That just sounds like more 'strongly worded letters' which never go anywhere and they never do anything about.

It's over for the EU. They rested on their laurels for too long and cowardice rotted them from the inside.

I don't think Denmark will put even a smidge of resistance up. Trump is going to bark some orders, boots are going to hit the ground and it's fait accompli.

What does action (i.e. not-strongly-worded-letters, i.e. not words) look like?

Capture Trump?

Invade the US?

The idea the EU is some bureaucratic hellhole incapable of anything is really odd and nigh-universal - I'm used to righties adopting it from Brexit & antipathy for social demoracy, but I'm not used to see it as a despondent wailing from people otherwise sympathetic to it.
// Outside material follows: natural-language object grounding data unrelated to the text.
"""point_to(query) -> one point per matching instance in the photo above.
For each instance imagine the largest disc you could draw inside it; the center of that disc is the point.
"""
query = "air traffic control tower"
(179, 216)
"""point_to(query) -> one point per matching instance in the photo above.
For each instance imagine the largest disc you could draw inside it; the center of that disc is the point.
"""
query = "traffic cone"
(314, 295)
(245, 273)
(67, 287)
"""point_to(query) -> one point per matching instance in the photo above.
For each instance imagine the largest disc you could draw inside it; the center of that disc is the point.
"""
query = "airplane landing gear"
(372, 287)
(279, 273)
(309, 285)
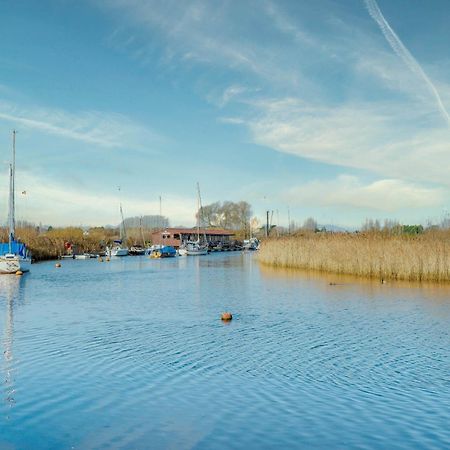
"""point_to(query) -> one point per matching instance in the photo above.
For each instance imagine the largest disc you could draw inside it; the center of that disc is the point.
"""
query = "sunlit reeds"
(421, 257)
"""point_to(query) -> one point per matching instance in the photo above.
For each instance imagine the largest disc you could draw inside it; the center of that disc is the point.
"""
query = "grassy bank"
(50, 244)
(424, 257)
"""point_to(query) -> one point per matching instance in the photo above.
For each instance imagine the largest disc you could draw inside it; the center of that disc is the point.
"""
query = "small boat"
(197, 248)
(251, 244)
(118, 249)
(136, 250)
(14, 255)
(83, 256)
(163, 251)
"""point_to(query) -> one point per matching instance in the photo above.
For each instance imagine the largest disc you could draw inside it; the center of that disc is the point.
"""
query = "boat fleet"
(15, 258)
(14, 255)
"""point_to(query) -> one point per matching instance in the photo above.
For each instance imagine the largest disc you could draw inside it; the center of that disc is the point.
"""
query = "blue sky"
(336, 109)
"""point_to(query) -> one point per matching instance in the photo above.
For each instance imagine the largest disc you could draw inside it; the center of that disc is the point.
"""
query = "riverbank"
(423, 257)
(51, 244)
Note no one even mentioned the EU - it's so universal a reaction to "US is acting bad" that it came out of nowhere. Not to pick on you: when I was first replying, I also replied as if it was the EU! Had to go back and read the comment I was replying to and corrected myself before posting.

  • > What does action (i.e. not-strongly-worded-letters, i.e. not words) look like?
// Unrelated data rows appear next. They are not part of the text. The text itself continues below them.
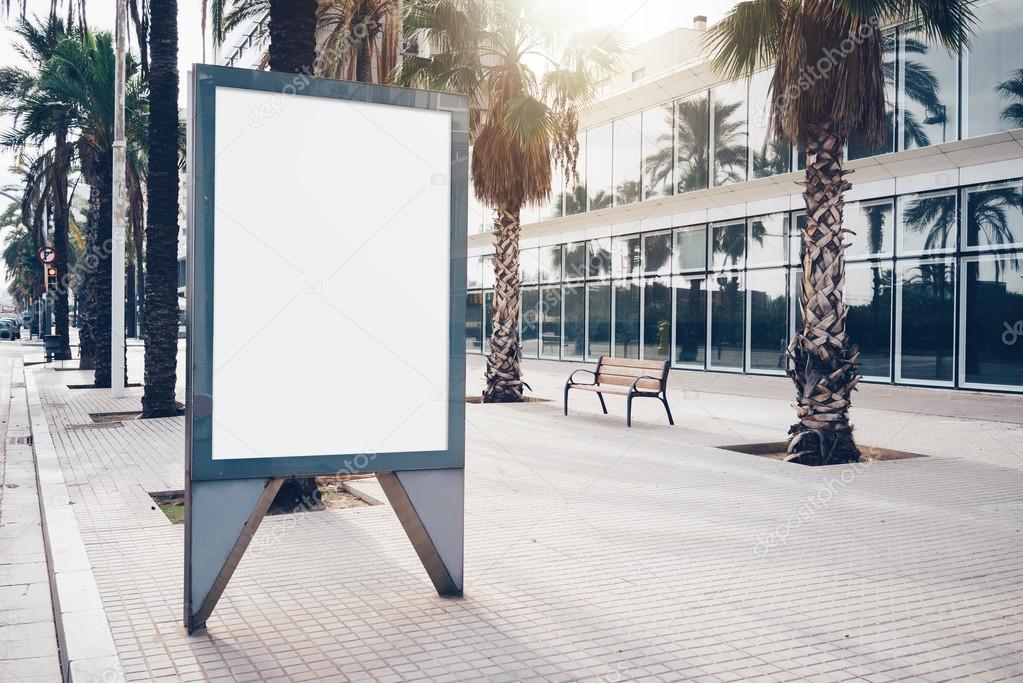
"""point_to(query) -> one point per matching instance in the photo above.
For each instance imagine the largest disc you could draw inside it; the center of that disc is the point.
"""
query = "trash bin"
(51, 346)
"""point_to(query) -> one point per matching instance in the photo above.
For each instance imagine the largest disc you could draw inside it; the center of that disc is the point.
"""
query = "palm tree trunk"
(138, 242)
(293, 36)
(504, 361)
(820, 362)
(293, 49)
(131, 309)
(60, 214)
(83, 297)
(100, 286)
(162, 215)
(363, 62)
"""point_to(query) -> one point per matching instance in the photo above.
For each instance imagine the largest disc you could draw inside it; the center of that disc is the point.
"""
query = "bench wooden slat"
(631, 363)
(624, 380)
(629, 377)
    Europe withdraws from the non-proliferation treaty, publicly resolves to building and maintaining a European nuclear deterrent and greenlights members who have been militarily threatened (the Baltics, Poland and Denmark) to start clandestine programmes.

    The last part doesn't even have to happen. Hell, none of it has to happen. But that would be playing from strength.
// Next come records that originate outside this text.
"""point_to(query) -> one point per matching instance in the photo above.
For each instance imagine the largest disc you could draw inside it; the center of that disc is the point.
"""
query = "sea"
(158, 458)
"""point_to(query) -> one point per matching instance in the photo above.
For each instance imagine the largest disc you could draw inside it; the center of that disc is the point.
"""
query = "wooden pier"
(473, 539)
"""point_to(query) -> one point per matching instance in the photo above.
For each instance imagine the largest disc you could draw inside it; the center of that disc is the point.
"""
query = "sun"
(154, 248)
    Unfortunately, Europe is not politically unified enough to do this. (Same for Asia.)

    • There are much faster responses available.

      For example France could gift or sell Denmark some nukes, possibly with a Rafale as a launch platform. Denmark would be an instant nuclear nation-state.

      I'm not sure there is the political will though.

  • Isn't this comment just confirming GP's sentiment that the EU is a toothless sitting duck that's begging to be plundered? Yes, when another country threatens your sovereignty you're supposed to vigorously defend it through shows of force, prepare for war and possibly impose economic penalties on the aggressor. The most the EU can do is put out some mild condemnations on Twitter (without mentioning Daddy).

  • Action probably looks like crash-starting multiple nuclear weapons programs. With or without the help of the british/french. Probably with.

    I'd imagine programs from: the Nordics and Poland+Baltics. Maybe Germany, probably not.

    • What happens when you start making nukes and the US doesn't want you to?

      Ssetting aside the whole non-proliferation thing, or expense (see NK), etc.

      Let's get serious, please.

      3 replies →

  • Any sort of pushback at all would be an improvement.

    Even now, the EU Commission is trying to 'defuse' the Greenland situation by trying to invoke NATO's fifth article, as if that's worth anything without the will of the USA behind it. You know, instead of like actually drawing out plans for a military alliance, economic retribution (remember all those sanctions against Big Tech which fell apart the moment Trump made even the slightest comment against them?) or… just about anything.

    Laws are worth even less than the paper they're written on, and no amount of naïve idealism (and calling it that is me being generous!) will change that. NATO membership is worthless other than as an aesthetic signifier.